1) Dès les premières lignes, l'histoire est baignée d'un existentialisme que j'ai trouvé assez puéril. Je vous le récapitule : « J'ai une conscience, et le monde extérieur existe à travers ma conscience. Mais autrui aussi a sa propre conscience. Donc, le monde qui existe pour moi, existe aussi pour autrui ? Et moi-même, je ne suis qu'une image pour autrui ? C'est effroyable, je suis dépossédée de mon univers et de mon identité ! Il n'y a qu'une solution, détruire la conscience d'autrui ! » Voilà, j'ai résumé le livre et le propos philosophique. Je vous épargnerai les considérations naïves sur l'absence de conscience des vieux vestons (je vous assure qu'il y en a, page 146). Pour vous prouver ma bonne foi, je vous cite quand même ce passage, parmi tant d'autres : « on ne peut pas réaliser que les autres gens sont des consciences qui se sentent du dedans comme on se sent soi-même, dit Françoise. Quand on entrevoit ça, je trouve que c'est terrifiant : on a l'impression de ne plus être qu'une image dans la tête de quelqu'un d'autre. » (page 18 édition folio 2019).

2) Ce roman est également exécrable pour ses personnages, qui sont désespérément vides et antipathiques, en particulier Xavière, Pierre, Françoise et Elisabeth (presque tous à part Gerbert, que j'ai bien aimé.)

La première, Xavière, est une jeune fille ignare, capricieuse, perverse, manipulatrice et totalement oisive. Oh, pardon, elle a quand même une qualité : d'après Pierre, il y a un certain mérite à être à ce point inactif : « mais tu sais, quand on pousse l'inertie jusqu'au point où elle la pousse, le nom de veulerie ne convient plus, ça prend une espèce de puissance. » (page 163). Ben voyons. Contrairement à ce que les personnages essaient de nous faire croire, je ne trouve Xavière ni intransigeante, ni libre, ni mystérieuse. On se demande bien pourquoi Pierre et Françoise s'entichent d'une pareille grue, qui finit par les encombrer plus qu'autre chose. du coup, j'ai eu beaucoup de mal à croire à cette histoire de trio amoureux, d'ailleurs passablement malsain (mais j'y reviendrai).
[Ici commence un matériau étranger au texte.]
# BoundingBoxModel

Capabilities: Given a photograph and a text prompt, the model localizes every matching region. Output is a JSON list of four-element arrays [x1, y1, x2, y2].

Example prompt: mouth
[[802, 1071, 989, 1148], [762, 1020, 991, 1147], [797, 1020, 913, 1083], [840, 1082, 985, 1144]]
Le second, Pierre, est un homme ombrageux, égoïste, presque aussi capricieux et manipulateur que Xavière. Ses moments de tendresse mis à part, il ne songe qu'à son théâtre et ses histoires de coeur, même quand Françoise tombe malade. Il est l'instigateur de ce « trouple » qu'il prétend vouloir harmonieux, mais en réalité, il en est le centre : il dispose des deux dames qui, entre elles, n'ont pas vraiment de relation intime ; tout juste sont-elles amicales (et encore). Pendant la moitié du roman, il n'écoute pas les inquiétudes de Françoise et ne laisse pas son libre arbitre à Xavière : lorsque celle-ci s'intéresse à un autre homme (avec lequel elle finira par coucher pour le narguer), Pierre boude, inflige à tout le monde sa mauvaise humeur, bref, il n'admet pas loyalement que Xavière, si détestable soit-elle, puisse être libre au même titre que Françoise ou lui-même.
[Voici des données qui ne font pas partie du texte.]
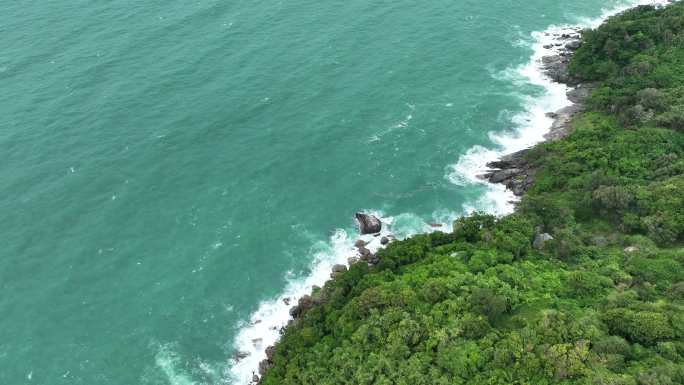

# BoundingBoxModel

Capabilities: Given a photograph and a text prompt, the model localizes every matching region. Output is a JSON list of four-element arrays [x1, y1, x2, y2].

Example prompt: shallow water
[[0, 1, 665, 384]]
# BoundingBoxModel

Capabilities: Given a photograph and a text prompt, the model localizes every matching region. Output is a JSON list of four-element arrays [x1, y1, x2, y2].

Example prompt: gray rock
[[252, 374, 259, 384], [358, 246, 371, 257], [355, 213, 382, 234], [533, 233, 554, 250], [354, 239, 366, 248], [258, 360, 272, 375], [565, 40, 582, 50], [348, 256, 360, 265], [265, 346, 275, 361], [298, 295, 313, 309], [332, 264, 347, 273], [380, 236, 389, 245], [488, 168, 522, 183]]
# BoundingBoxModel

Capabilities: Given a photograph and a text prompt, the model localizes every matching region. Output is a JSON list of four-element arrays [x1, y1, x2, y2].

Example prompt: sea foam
[[228, 1, 671, 384]]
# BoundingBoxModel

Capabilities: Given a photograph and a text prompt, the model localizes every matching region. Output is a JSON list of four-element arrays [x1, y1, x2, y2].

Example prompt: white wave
[[446, 0, 671, 216]]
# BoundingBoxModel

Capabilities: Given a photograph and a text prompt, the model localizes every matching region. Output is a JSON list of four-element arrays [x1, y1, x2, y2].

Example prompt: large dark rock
[[380, 236, 389, 245], [355, 213, 382, 234]]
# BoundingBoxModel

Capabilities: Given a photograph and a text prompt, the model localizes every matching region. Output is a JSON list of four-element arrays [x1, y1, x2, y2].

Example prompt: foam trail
[[228, 1, 671, 384], [447, 0, 671, 216]]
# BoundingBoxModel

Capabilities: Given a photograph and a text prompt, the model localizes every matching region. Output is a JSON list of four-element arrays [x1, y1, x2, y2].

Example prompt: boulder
[[533, 233, 554, 250], [258, 360, 272, 375], [332, 264, 347, 273], [289, 305, 300, 318], [368, 254, 380, 265], [355, 213, 382, 234], [624, 246, 639, 253], [565, 40, 582, 50], [252, 374, 259, 384], [354, 239, 366, 248], [298, 295, 313, 309], [380, 236, 389, 245], [358, 246, 371, 257], [347, 256, 360, 265], [265, 346, 275, 361]]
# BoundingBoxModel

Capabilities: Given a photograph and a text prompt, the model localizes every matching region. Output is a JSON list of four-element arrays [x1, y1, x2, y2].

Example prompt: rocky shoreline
[[248, 30, 593, 385], [481, 28, 594, 197]]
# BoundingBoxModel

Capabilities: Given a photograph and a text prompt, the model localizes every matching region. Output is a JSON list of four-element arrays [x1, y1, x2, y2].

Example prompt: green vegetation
[[261, 4, 684, 384]]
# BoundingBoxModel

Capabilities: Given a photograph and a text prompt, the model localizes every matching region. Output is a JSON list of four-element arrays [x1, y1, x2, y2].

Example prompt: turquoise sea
[[0, 1, 660, 384]]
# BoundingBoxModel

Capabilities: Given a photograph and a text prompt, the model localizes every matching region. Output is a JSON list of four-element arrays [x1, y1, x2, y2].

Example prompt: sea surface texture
[[0, 1, 661, 384]]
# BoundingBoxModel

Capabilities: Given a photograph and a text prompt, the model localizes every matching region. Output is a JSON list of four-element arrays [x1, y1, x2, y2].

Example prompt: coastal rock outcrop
[[355, 213, 382, 234], [481, 149, 535, 197]]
Françoise est plus conciliante, encore que ce soit uniquement par contrainte, puisqu'elle passe tout le roman à geindre sur ce ménage à trois qui ne la satisfait pas ; et néanmoins, elle s'y raccroche à chaque fois que Pierre envisage d'y mettre un terme. C'est un personnage vide, triste, qui ne désire rien, qui ne pense rien durablement, Françoise elle-même s'en rend compte. Même son propre visage lui apparaît comme un masque extérieur à elle ! Quel est l'intérêt de créer ce genre d'héroïne ? A la fin, elle trouve finalement au fond d'elle la capacité de désirer… mais pour cela, elle commet des actes pas franchement moraux (je ne vous spoile pas).

Elisabeth, enfin, passe son temps à jouer un rôle, à essayer d'incarner sa propre vie, et même le goût du succès est encore inférieur à l'idée qu'elle s'en faisait. Elle ne cesse de tourner en rond, aussi bien dans ses relations amoureuses que dans ses réflexions philosophiques. Je vous la mime : « si je m'interroge sur la vacuité de mon existence, ne suis-je pas au même instant en train de jouer mon propre rôle ? Donc, même quand je crois critiquer mon rôle, je suis encore en train de le jouer ? »

3) le pire, c'est que ces personnages ne sont pas véritablement des fictions ! Ce sont des émanations autobiographiques : Françoise Miquel, l'écrivaine sage et un brin coincée, c'est Simone de Beauvoir ; Pierre Labrousse, le littéraire qui séduit les femmes par son intellect, c'est Jean-Paul Sartre ; Xavière Pagès, c'est Olga Kozakiewicz. Elisabeth Labrousse, c'est Hélène de Beauvoir ; Gerbert est sans doute inspiré d'un amant de Simone de Beauvoir, peut-être un mélange de J-L. Bost et d'A. Algren. En quoi est-ce gênant, me direz-vous ? Cela m'agace parce que la réalité et la fiction se mélangent bizarrement : on ne sait plus très bien où s'arrêtent la vie et la personnalité de Simone de Beauvoir, et où commencent celles de Françoise Miquel. Est-ce que Sartre, De Beauvoir et toute la clique étaient aussi condescendants, désabusés, superficiels et oisifs que le laissent penser leurs doubles romanesques ? En tous cas, ce récit m'a donné (peut-être à tort ?) une vision négative de ces intellectuels, surtout quand on lit des passages aussi prétentieux que : « Ils étaient là, trois intellectuels français qui méditaient et devisaient dans la paix inquiète d'un petit village de France, en face de la guerre qui se levait. Sous sa trompeuse simplicité, cet instant avait la grandeur d'une page d'histoire. » (page 469).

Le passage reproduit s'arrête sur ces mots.